Since he made the comment he's been cold? Probably embarrassed...or scared?

2-3x a day? Congrats...and this is with him hitting the porn...is he open with the porn use? How old are you...guessing early thirties?
_Posted via Mobile Device_


----------



## Benevolence (Oct 8, 2012)

Maybe she was acting over confident, shaking her money maker.. he could have been referring to that, but yeah not something I would ever say to describe a 13 year old... gross.


----------



## Gabriel (May 10, 2011)

In isolation this wouldn't bother me. It could very well be him describing her as way too snotty and confident. But if in a pattern, yes, this would bother me. 

If I were in your shoes and this was the only time this type of comment happened, I would probably let it go. But a second time and I would have a pretty serious conversation.


----------



## margrace (Aug 12, 2012)

confusion, i don't know the particulars, so this is just my two cents:

i can't think of a situation that makes it okay for an adult man to comment like this about a 13-year-old girl.


----------



## JCD (Sep 2, 2012)

So, my wife is next to me, and we are looking at our daughter.

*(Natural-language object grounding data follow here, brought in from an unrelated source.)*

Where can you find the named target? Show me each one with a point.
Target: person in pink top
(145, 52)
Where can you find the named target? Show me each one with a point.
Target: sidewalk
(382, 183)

She is 10 years old. She also has a booty on her (Yes, I said it).

My wife says to me 'Gosh, it takes 2 minutes after she walks through the door for her butt to catch up."

Using this logic, I should be worried that my wife is a pedophile. What nonsense.

Women would like to pretend that a) men are blind, b) that men never look at anything that is one year younger then 18 (because...you know...we all have built in age detectors...oh, sorry, we DON'T have built in age detectors).

So yes ladies, we see little hot 13, 14, and 15 year olds. Generally, we don't say anything because women get bent out of shape if we give ANY woman of legal age the eye, much less jail bait. Because saying a girl is hot is the same as saying "I want to spend the next 20 years being Bubba's ***** because I lack ALL self control and morals."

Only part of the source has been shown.